新聞の配布方法も私の提案で変更した。今まで新聞は各クラスの担任の先生に渡し、生徒全員に配ってもらっていたらしいが、それでは宣伝が弱いと思い、部員自らが新聞を持ってクラスを訪ねる事にした。もちろんアイドル部員を使わない手はなく、男子が多い理系クラスには私と美鳥で、女子が多い文系クラスには巧と圭ちゃんが赴いて配り歩いた。理系クラスでは、男子の痛いまでの視線が美鳥に注がれていた。

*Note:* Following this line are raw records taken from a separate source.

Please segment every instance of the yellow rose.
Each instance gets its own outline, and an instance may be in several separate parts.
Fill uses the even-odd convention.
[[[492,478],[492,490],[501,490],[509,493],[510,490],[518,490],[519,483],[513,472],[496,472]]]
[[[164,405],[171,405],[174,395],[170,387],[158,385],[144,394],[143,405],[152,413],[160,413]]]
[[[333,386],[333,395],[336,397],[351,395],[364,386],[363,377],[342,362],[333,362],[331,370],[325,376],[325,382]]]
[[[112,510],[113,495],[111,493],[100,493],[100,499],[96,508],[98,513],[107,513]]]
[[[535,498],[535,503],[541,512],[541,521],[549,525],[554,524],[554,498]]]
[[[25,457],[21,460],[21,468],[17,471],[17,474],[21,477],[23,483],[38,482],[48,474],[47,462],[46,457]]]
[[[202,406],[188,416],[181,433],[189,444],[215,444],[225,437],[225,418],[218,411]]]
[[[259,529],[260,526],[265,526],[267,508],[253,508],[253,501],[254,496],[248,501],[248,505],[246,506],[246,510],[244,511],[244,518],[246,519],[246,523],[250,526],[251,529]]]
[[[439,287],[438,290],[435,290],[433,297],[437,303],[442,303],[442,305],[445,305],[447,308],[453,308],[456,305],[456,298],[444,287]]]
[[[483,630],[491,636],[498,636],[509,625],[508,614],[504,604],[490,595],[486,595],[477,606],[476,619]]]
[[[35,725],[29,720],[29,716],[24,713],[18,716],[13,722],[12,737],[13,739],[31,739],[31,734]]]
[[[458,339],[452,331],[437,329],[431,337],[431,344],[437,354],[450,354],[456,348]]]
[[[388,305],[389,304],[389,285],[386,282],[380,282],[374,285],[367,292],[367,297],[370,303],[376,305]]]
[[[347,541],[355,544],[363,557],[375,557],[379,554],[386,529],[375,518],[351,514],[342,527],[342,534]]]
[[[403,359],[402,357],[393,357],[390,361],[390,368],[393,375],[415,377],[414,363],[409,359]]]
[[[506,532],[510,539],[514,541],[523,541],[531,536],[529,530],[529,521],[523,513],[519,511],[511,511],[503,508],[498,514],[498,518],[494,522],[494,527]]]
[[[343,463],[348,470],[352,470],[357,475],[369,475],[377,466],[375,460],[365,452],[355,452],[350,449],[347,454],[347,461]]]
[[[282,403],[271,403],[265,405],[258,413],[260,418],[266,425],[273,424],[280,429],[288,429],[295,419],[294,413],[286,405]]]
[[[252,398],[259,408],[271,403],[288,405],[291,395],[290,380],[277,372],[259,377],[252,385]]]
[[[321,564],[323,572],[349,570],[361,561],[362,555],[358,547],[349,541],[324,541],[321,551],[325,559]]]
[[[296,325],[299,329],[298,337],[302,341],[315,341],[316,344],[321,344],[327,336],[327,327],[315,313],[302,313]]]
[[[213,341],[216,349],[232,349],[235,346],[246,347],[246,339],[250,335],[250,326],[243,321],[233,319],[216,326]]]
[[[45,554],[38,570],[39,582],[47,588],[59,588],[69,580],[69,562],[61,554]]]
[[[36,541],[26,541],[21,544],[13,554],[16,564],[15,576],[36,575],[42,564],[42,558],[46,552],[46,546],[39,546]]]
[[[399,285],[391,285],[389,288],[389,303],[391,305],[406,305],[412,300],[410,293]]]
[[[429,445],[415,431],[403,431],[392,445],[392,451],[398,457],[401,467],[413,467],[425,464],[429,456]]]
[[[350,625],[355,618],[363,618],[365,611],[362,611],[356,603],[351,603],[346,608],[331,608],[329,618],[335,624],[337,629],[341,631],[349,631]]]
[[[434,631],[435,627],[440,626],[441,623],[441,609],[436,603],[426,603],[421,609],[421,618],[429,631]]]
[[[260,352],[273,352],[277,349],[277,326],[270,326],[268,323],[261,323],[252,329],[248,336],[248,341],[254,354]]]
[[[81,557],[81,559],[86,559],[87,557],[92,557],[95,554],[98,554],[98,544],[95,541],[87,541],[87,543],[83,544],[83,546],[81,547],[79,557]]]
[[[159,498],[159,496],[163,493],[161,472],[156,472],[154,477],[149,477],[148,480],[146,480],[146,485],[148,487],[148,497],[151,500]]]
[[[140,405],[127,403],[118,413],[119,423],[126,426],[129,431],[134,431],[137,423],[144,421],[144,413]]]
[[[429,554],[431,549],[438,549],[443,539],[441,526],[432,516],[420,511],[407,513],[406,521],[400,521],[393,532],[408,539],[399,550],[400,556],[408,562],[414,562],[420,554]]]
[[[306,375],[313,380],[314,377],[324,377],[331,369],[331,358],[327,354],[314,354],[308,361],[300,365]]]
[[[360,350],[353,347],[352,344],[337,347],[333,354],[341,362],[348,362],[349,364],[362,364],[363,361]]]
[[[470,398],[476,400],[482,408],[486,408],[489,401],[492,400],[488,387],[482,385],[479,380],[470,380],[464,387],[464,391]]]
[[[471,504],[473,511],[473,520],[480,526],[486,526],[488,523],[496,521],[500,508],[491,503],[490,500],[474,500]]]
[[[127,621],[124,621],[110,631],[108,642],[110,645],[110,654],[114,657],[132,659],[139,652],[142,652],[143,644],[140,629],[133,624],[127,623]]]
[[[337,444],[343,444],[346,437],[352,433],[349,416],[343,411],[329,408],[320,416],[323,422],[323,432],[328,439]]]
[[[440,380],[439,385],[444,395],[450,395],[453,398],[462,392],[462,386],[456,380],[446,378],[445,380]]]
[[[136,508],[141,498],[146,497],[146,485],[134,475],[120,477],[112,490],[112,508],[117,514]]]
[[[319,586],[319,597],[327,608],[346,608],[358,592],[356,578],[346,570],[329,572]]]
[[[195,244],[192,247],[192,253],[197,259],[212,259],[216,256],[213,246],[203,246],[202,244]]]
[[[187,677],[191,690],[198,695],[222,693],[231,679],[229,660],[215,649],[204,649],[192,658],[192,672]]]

そうよね~。あんた達、文系の美鳥とはそうそうあえないもんね~。私が彼女のわき腹をこずくと、美鳥は顔を赤くしながらも、新聞を手にして
「今回はこの本がお勧めです。読んで下さいね」
とにっこり笑った。
何人の男子が思わず笑い返そうとした事か。
私は笑いをこらえながらも、これで読者はちょっと確保したわね、と思った。
これまた美鳥には内緒で、部員募集のポスターと称して、圭ちゃんと美鳥が本を持ったポスターも廊下のあちこちに張り出した。本を持つっていう‘絵’に皆を慣れさせる、という作戦だ。昼休み中、私と巧はこっそり物陰から、ポスターに熱い視線を送る男女が多いのを確かめた。
そうして、地味~な作業だが宣伝が効いたのか、 少しずつだが、興味を持って本を借りる人達も増えてきた。閑古鳥が鳴いていた図書館も、昼休みには生徒がやって来るようになった。